The night the small family decided to take the owner up on his kind offer, a reporter for a local newspaper, Il Resto del Carlino, just happened to also be in the osteria having dinner. After seeing what was taking place at a table close by, she asked her server what was going on...
“Get out your pen and notepad,” the server said. “You are going to want to write about this.”
The server then told the reporter the whole story. While Diana and I drank our strong coffee and ate our tarallini in our own warm, safe kitchen, she read the wonderful story to me. We sat in the quiet of the room afterwards, each lost in our own thoughts.

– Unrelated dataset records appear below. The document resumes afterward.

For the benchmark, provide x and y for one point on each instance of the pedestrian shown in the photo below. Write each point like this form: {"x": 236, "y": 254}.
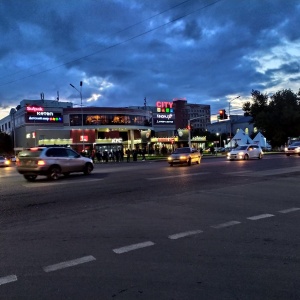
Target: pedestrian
{"x": 128, "y": 155}
{"x": 144, "y": 154}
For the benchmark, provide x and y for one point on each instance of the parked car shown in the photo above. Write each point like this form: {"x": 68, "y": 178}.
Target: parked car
{"x": 293, "y": 149}
{"x": 245, "y": 152}
{"x": 12, "y": 159}
{"x": 184, "y": 155}
{"x": 4, "y": 162}
{"x": 51, "y": 162}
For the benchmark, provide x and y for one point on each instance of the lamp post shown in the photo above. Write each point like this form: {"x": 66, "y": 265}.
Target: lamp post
{"x": 218, "y": 134}
{"x": 79, "y": 91}
{"x": 230, "y": 118}
{"x": 189, "y": 128}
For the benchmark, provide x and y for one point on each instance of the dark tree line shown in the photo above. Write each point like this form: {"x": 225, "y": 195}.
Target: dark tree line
{"x": 277, "y": 117}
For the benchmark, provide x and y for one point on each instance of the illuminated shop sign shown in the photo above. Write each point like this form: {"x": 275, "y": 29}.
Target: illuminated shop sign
{"x": 164, "y": 107}
{"x": 34, "y": 108}
{"x": 36, "y": 114}
{"x": 164, "y": 119}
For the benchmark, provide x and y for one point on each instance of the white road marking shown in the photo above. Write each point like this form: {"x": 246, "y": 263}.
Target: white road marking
{"x": 266, "y": 172}
{"x": 258, "y": 217}
{"x": 183, "y": 234}
{"x": 8, "y": 279}
{"x": 176, "y": 176}
{"x": 227, "y": 224}
{"x": 69, "y": 263}
{"x": 51, "y": 183}
{"x": 285, "y": 211}
{"x": 133, "y": 247}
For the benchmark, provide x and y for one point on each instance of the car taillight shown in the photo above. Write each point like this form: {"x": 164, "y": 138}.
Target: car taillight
{"x": 41, "y": 163}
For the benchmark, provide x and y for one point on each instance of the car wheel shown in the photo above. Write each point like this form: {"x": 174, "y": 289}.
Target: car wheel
{"x": 54, "y": 173}
{"x": 88, "y": 169}
{"x": 30, "y": 177}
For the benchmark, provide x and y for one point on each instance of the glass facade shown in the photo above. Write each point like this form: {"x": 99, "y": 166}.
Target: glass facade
{"x": 108, "y": 119}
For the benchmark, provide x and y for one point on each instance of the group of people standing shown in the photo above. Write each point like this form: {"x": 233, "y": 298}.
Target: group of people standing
{"x": 117, "y": 155}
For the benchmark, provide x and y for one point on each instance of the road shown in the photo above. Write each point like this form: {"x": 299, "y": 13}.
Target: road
{"x": 144, "y": 230}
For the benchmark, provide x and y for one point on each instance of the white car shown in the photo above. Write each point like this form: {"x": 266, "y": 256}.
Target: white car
{"x": 4, "y": 162}
{"x": 245, "y": 152}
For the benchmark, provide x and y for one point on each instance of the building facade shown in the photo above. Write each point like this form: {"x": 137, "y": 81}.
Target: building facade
{"x": 46, "y": 122}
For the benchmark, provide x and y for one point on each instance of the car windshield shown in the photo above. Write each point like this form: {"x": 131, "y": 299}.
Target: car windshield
{"x": 30, "y": 153}
{"x": 241, "y": 148}
{"x": 182, "y": 150}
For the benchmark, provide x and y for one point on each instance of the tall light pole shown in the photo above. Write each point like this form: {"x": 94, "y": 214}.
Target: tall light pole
{"x": 219, "y": 134}
{"x": 189, "y": 128}
{"x": 230, "y": 117}
{"x": 79, "y": 91}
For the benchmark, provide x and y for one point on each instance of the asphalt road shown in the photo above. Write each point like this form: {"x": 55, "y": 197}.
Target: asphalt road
{"x": 144, "y": 230}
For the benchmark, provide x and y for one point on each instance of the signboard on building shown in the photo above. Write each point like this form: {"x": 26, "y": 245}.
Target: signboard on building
{"x": 164, "y": 113}
{"x": 37, "y": 114}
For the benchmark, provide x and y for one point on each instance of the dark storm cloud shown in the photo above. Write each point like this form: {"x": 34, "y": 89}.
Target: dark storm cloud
{"x": 124, "y": 51}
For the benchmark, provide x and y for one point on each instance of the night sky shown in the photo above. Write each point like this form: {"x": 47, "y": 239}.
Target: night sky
{"x": 206, "y": 51}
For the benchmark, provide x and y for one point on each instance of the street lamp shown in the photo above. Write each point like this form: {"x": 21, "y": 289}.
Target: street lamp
{"x": 189, "y": 128}
{"x": 79, "y": 91}
{"x": 230, "y": 117}
{"x": 218, "y": 134}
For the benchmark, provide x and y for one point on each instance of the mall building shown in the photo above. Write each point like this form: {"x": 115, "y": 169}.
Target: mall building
{"x": 49, "y": 122}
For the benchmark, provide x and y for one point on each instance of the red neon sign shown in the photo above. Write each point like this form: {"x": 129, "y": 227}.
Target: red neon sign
{"x": 164, "y": 104}
{"x": 34, "y": 108}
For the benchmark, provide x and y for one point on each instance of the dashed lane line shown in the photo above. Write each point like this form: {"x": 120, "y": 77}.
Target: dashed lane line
{"x": 70, "y": 263}
{"x": 227, "y": 224}
{"x": 8, "y": 279}
{"x": 133, "y": 247}
{"x": 51, "y": 183}
{"x": 183, "y": 234}
{"x": 258, "y": 217}
{"x": 285, "y": 211}
{"x": 176, "y": 176}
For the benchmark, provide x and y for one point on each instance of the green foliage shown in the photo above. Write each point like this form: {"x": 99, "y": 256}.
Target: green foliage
{"x": 277, "y": 117}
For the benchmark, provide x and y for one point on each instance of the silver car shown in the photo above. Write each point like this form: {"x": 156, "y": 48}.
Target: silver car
{"x": 51, "y": 162}
{"x": 245, "y": 152}
{"x": 184, "y": 155}
{"x": 293, "y": 149}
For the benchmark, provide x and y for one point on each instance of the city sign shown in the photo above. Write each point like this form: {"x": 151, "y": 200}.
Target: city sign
{"x": 164, "y": 107}
{"x": 163, "y": 119}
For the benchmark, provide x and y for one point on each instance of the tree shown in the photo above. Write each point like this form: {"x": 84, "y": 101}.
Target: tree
{"x": 279, "y": 118}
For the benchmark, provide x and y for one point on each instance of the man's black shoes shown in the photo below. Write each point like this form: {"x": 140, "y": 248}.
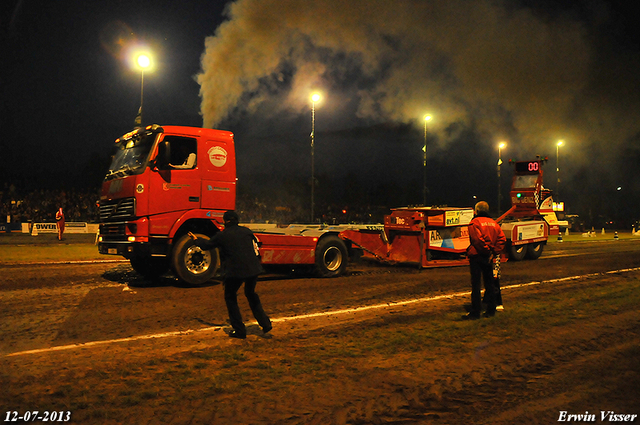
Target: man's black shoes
{"x": 238, "y": 335}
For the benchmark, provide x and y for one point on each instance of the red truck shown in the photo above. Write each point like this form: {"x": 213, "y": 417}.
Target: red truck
{"x": 164, "y": 182}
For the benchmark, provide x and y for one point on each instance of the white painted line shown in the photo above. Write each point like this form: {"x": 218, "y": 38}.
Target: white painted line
{"x": 311, "y": 315}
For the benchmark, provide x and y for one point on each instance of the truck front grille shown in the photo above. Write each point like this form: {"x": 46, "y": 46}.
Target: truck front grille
{"x": 117, "y": 210}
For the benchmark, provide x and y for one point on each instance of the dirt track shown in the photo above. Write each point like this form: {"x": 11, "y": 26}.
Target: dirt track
{"x": 524, "y": 366}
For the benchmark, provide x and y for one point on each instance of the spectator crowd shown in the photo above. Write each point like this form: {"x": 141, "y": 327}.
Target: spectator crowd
{"x": 40, "y": 206}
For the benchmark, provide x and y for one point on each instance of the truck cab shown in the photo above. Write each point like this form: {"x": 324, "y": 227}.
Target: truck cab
{"x": 162, "y": 183}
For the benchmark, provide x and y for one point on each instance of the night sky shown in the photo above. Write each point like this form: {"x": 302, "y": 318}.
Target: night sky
{"x": 529, "y": 73}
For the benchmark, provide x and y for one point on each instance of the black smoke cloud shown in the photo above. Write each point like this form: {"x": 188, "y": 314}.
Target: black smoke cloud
{"x": 510, "y": 72}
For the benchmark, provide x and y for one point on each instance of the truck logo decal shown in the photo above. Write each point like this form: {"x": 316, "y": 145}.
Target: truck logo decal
{"x": 169, "y": 186}
{"x": 217, "y": 156}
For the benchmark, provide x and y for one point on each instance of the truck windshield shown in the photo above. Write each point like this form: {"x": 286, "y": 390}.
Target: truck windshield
{"x": 131, "y": 155}
{"x": 526, "y": 182}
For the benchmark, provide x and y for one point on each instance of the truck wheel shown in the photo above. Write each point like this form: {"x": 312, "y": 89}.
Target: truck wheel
{"x": 191, "y": 264}
{"x": 331, "y": 257}
{"x": 534, "y": 250}
{"x": 517, "y": 252}
{"x": 150, "y": 268}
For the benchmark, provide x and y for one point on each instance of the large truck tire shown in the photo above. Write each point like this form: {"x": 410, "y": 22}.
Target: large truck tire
{"x": 331, "y": 257}
{"x": 517, "y": 252}
{"x": 192, "y": 264}
{"x": 534, "y": 250}
{"x": 151, "y": 268}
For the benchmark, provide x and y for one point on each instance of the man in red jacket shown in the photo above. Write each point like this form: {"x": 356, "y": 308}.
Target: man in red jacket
{"x": 487, "y": 240}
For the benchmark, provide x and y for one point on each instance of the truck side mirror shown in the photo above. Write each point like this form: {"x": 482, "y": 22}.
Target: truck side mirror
{"x": 164, "y": 155}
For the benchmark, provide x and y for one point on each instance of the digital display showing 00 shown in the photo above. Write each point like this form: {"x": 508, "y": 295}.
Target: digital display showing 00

Today, unexpected acts of kindness like the one Diana and I witnessed on Festa di Santo Stefano and like the one we read about in the newspaper are not as rare as we are led to believe. In fact, they happen every day in the most unexpected places to the most deserving people.
The problem is, so very rarely do they make the news or the headlines
But these stories of people being selfless, compassionate, charitable and empathetic are a timeless reminder that offering a helping hand to a stranger in trouble, or simply doing something nice for the sake of doing something nice, should be the norm rather than the exception.
No matter what our station in life may be today, all of us at one time or another, have been in a position where we were in need of someone’s help...someone to give us a hand up. Thank God there are people out there who still do this.
Opening our hearts and selves to those less fortunate is one of the most heartwarming and fulfilling things we can or will ever do. How fortunate we will be if we find ourselves being that one person who does something extraordinary...that one person who extends that one hand to even one other human being.
A life dedicated to helping others is a life to which we should aspire!